Sanofi cashes in $245M review voucher to leapfrog Novo in crucial diabetes combo race
- French pharma giant Sanofi is taking a major step in an effort to land an even bigger leap over rival diabetes drugmakers like Novo Nordisk by redeeming a priority review voucher for its next-gen fixed dose combo LixiLan. Using the voucher will speed up the candidate's review process by four months (meaning the FDA-accepted drug application will only take six months to review).
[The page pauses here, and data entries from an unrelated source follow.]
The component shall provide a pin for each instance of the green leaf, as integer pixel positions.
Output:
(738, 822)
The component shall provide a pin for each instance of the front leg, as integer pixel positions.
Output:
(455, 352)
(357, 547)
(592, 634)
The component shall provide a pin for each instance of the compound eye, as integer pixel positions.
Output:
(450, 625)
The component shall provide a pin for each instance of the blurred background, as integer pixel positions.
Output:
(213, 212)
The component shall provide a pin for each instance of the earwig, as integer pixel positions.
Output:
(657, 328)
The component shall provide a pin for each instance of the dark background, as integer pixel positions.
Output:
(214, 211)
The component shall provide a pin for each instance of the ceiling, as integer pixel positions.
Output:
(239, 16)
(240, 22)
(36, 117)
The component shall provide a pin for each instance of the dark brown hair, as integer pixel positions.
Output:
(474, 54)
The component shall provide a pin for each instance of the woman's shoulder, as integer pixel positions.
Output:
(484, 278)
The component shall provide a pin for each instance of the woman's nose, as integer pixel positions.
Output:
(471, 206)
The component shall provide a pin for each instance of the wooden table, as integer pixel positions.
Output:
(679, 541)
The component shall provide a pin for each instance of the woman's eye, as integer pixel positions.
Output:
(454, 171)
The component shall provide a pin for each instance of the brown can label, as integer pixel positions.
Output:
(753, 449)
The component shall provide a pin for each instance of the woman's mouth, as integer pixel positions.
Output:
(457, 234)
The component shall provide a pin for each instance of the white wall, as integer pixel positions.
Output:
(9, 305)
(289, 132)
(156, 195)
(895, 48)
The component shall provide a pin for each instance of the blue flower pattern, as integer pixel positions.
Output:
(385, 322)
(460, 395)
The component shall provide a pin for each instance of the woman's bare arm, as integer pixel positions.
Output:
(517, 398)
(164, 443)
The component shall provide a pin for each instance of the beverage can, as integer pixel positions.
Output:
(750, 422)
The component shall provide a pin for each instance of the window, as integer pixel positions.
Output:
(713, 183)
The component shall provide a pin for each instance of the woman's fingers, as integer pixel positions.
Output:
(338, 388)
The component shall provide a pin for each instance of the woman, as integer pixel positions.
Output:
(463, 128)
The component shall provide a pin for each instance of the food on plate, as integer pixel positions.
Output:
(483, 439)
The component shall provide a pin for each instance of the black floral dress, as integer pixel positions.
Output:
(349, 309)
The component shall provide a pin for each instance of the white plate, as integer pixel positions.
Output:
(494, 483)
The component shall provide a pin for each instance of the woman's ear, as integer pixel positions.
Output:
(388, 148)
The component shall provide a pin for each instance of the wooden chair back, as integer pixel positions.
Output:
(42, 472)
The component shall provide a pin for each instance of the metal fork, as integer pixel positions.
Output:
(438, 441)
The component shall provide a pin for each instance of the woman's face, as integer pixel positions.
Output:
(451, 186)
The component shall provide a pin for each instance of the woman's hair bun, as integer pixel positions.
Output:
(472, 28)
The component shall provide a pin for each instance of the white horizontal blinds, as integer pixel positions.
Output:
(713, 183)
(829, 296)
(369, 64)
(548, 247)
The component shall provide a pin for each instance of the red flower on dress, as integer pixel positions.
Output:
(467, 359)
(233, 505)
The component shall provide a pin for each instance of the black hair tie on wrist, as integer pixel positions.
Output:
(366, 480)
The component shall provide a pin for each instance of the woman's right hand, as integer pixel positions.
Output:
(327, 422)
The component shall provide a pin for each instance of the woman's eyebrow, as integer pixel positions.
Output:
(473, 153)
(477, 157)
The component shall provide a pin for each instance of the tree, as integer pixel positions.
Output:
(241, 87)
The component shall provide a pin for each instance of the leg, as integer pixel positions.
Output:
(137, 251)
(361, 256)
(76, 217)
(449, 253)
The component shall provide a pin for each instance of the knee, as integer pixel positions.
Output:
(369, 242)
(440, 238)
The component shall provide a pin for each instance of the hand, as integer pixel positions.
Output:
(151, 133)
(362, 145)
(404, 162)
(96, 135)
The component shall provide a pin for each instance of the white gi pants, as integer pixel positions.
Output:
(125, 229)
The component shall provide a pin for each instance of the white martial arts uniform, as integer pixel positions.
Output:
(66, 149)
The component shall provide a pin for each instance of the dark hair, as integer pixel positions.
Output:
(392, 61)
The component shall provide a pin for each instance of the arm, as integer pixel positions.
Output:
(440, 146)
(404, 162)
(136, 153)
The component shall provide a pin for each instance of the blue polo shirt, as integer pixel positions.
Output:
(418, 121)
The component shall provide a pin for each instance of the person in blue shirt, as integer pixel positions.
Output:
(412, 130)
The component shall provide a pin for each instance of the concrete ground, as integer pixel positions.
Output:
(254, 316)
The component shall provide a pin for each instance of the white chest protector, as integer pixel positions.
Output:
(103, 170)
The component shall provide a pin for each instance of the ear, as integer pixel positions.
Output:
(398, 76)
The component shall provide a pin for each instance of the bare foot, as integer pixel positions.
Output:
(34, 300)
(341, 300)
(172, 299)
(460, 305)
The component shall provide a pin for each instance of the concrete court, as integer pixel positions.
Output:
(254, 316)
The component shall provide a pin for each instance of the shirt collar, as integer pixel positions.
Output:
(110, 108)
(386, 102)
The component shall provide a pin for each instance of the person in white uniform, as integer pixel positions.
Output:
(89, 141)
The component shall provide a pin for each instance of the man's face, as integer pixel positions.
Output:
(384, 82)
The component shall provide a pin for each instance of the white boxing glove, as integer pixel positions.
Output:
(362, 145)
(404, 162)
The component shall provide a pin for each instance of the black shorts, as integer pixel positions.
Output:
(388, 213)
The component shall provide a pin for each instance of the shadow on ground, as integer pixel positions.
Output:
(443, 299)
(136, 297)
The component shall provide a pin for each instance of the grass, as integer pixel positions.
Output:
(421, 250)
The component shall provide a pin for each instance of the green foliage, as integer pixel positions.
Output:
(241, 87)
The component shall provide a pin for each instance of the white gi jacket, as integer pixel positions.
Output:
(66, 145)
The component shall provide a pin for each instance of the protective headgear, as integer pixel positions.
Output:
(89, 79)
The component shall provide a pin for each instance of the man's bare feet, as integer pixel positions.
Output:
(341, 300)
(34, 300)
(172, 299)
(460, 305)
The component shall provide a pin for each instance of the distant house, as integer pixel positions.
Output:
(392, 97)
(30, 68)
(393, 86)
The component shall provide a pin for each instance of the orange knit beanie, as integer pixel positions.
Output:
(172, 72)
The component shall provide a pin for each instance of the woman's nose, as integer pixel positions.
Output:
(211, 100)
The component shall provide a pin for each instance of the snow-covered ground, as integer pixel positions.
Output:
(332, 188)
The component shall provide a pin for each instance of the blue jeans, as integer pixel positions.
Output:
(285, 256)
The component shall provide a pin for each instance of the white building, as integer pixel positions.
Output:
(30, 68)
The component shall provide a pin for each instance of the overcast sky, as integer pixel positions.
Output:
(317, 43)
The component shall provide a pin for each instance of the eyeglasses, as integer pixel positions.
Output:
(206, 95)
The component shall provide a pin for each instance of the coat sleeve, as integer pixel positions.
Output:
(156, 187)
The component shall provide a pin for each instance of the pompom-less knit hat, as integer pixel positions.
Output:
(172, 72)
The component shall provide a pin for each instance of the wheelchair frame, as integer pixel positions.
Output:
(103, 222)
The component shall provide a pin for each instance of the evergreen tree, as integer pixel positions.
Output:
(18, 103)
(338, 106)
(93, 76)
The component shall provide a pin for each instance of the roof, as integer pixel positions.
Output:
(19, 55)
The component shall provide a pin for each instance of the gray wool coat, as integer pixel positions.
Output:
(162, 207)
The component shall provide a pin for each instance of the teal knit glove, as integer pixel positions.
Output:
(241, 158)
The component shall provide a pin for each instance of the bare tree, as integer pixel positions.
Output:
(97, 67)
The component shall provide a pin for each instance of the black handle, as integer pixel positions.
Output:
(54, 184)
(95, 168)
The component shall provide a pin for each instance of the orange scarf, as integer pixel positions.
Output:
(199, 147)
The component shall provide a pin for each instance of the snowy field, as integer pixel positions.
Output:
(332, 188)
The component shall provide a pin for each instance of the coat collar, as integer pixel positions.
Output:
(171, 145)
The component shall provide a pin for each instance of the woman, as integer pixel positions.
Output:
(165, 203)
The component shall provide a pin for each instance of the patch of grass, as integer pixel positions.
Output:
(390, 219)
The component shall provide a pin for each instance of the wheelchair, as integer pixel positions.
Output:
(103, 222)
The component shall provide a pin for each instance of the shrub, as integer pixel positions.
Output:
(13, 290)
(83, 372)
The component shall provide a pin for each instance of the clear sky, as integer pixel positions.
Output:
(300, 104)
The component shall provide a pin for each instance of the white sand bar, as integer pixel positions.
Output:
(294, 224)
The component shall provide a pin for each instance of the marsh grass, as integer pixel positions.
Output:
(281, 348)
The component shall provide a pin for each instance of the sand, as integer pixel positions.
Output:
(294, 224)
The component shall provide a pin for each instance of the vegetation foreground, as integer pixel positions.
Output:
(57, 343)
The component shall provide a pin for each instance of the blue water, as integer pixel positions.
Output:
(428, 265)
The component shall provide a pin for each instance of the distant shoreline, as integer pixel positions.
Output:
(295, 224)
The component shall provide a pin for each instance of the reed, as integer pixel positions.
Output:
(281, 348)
- LixiLan is an injectable combo which mixes Sanofi's flagship (and now, flagging) insulin Lantus with the investigational GLP-1 boosting compound lixisenatide.
- The review voucher which Sanofi cashed in cost the company a staggering $245 million. It was purchased from Retrophin and is one of the biggest review voucher purposes in history (behind United Therapeutics $350 million pediatric review voucher sale to AbbVie).
Four extra months can prove to be an eternity when it comes to drug marketing. And Sanofi clearly thinks that the lead time will help buoy a once-dominant diabetes franchise that's been hit with accelerating headwinds.
The voucher redemption will give Sanofi a big advantage over Novo Nordisk, whose own GLP-1 combo Xultophy (which includes the long-acting insulin Tresiba and the blockbuster Victoza) until next fall.
Sanofi has been trying to make up for the effects of the insulin Lantus' patent expiration and staring down the advent of biosimilar competition. And the French drugmaker has taken several significant steps in an effort to reverse the trend, including announcing a major restructuring and big layoffs in the core diabetes unit earlier this year.
The company faced another big disappointment after its risky bet on the inhaled insulin product Afrezza, developed by MannKind, turned out to be a flop. Sanofi cut off that co-marketing agreement on the first business day of 2016.
Furthermore, this isn't the first time Sanofi's used a review voucher to jump over a rival in a competitive, potential blockbuster therapeutic space. The firm also used a $67.5 million review voucher to expedite approval of the cholesterol-busting PCSK9 inhibitor Praluent in a race with Amgen's competing Repatha.